Magic is warm when it’s working, and comfortable. It also has this nasty tendency to stop me from thinking clearly and make me believe I can take on the world with one hand tied behind my back. But right then my worries were more than enough to keep my head clear. I caught the feel of Jack’s
laughter up and swirled it around and shaped it into light. Then I let that light flow into Jack’s clever eyes.
See clear
, I wished for him.
See true. No magic can fool your eyes now, Jack Holland, Jacob Hollander, and not ever again
.
I closed off the magic, bit my lip, and lowered my hands slowly. Jack’s eyes hadn’t changed, except maybe they were a tiny bit brighter, and maybe a tiny bit bluer. Or maybe that was just because we were standing so close together. I wasn’t even touching him anymore and I could still feel how warm he was.

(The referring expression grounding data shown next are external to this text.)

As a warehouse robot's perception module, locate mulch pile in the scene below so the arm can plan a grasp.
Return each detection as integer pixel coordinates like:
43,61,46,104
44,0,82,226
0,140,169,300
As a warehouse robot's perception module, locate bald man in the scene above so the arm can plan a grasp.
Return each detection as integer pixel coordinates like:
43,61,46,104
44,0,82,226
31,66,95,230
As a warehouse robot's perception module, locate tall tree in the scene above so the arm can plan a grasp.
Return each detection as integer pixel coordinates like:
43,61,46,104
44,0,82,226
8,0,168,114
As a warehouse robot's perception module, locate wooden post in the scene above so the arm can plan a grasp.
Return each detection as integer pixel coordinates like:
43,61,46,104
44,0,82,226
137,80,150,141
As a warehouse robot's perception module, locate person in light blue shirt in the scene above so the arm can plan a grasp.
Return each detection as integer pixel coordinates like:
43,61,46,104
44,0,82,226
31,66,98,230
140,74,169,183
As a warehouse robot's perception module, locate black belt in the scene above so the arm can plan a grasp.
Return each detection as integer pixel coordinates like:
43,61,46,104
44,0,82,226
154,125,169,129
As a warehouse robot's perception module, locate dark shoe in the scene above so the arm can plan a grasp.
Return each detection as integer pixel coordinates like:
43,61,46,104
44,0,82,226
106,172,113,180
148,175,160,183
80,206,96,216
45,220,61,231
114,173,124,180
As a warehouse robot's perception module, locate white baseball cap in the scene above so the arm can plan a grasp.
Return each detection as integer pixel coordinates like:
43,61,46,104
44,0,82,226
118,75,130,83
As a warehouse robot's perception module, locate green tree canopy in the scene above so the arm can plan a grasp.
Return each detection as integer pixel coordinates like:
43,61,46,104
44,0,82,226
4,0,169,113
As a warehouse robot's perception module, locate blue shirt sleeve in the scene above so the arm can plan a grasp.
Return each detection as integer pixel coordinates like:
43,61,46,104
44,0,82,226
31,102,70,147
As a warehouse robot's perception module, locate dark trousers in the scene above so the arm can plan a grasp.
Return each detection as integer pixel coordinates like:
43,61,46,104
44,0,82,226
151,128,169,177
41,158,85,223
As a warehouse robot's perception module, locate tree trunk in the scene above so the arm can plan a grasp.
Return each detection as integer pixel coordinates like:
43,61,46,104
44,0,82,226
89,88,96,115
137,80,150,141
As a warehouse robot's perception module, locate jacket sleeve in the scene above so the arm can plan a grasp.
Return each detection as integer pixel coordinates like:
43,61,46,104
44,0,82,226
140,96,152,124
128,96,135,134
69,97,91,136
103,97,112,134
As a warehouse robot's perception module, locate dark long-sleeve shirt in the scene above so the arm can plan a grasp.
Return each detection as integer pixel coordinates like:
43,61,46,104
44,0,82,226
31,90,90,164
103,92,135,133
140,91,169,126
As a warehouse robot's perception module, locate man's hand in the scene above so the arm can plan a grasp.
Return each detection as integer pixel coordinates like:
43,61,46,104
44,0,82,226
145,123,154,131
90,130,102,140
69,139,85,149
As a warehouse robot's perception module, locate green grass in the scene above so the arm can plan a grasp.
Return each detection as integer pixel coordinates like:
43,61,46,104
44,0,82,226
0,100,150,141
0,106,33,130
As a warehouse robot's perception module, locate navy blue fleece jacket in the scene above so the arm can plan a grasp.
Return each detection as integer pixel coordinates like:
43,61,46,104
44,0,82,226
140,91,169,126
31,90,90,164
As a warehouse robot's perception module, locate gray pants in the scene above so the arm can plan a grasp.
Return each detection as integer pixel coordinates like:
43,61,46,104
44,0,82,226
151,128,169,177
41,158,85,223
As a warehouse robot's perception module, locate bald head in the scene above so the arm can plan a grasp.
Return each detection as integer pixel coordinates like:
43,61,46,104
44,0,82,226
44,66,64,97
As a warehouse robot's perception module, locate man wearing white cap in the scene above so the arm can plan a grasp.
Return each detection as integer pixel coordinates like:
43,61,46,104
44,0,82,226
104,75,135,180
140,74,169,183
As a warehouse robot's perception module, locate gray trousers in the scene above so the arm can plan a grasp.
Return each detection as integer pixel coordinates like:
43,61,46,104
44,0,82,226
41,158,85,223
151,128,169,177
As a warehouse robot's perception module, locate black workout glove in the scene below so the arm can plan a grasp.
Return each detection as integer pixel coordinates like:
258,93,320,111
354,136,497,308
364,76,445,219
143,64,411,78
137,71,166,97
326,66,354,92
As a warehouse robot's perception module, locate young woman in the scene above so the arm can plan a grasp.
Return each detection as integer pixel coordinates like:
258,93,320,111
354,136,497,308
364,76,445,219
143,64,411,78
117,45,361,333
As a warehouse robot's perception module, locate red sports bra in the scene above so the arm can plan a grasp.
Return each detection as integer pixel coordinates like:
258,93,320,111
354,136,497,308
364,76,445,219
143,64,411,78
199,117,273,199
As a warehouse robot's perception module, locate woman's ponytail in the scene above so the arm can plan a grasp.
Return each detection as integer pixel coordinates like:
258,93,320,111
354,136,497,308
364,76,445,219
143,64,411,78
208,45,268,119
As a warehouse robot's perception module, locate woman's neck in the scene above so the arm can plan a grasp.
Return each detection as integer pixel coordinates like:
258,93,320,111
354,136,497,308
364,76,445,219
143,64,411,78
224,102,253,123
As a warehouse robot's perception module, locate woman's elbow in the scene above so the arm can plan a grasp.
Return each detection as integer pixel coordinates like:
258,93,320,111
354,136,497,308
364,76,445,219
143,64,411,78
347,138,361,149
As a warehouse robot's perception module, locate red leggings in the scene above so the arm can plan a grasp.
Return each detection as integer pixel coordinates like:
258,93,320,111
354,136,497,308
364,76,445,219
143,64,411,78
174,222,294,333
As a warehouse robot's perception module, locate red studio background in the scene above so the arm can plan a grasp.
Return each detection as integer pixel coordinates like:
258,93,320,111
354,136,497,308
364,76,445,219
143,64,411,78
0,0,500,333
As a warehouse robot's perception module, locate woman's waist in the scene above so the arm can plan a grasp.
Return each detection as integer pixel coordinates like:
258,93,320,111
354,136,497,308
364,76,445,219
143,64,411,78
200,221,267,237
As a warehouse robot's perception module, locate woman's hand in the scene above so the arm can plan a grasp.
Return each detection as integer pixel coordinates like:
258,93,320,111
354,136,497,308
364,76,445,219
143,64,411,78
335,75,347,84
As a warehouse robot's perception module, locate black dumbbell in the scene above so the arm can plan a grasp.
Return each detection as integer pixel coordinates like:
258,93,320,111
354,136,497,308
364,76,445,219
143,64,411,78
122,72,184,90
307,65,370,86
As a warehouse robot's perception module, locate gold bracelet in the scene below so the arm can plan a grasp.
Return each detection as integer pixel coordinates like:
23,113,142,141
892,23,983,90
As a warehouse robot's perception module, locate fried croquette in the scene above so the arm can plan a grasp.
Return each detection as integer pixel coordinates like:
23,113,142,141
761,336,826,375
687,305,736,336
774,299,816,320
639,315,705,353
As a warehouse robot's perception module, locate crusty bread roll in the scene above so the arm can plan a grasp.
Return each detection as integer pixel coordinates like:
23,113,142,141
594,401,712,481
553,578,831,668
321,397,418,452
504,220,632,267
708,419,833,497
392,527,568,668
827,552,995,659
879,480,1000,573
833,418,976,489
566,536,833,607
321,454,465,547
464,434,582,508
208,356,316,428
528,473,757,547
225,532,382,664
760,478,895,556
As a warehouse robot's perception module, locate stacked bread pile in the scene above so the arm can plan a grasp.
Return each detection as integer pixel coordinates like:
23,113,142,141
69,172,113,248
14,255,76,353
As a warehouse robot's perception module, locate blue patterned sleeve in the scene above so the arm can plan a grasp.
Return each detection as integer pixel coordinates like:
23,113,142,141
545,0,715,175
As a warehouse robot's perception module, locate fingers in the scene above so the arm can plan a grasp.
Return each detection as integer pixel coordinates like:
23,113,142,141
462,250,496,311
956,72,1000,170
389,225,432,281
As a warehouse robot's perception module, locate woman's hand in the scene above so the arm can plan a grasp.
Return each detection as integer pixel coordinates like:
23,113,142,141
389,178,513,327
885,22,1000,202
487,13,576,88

“Well?” I asked. “Did it work?”
Jack squinted around over my head. “Hard to tell. Nothing looks different.” He flashed a grin. “That’s probably a good thing.”
“How about me? Do I look any different?” I was part magic, after all.
Jack tilted his head a little sideways, considering this, and my cheeks started to burn.
“No,” he said softly. “You look just like you should, Callie.” He raised one hand and ran his fingertips down my braid, where it lay against my shoulder.
Those butterflies changed into woodpeckers, and they all started drumming against my heart. I might not have looked different, but he did, as if he was seeing something new, and he liked it. I would have given everything I had to stand there forever and have Jack look at me just like that. But as much as I wanted that, part of me was shouting I wasn’t
ready. Why’d this have to happen now, anyway? We were on the run and we were going to stay that way for who knew how long. Plus, my parents were going to be out here any second now.
It was right then, in fact, that I saw Mama step off the Golden State Limited. Mr. Jones, the porter, all but handed Papa down the steps to her. Papa sagged hard against Mama and she half supported, half dragged him away from the train.
“We gotta get over and help.” I was saying the words, but they seemed to be coming from a long ways away.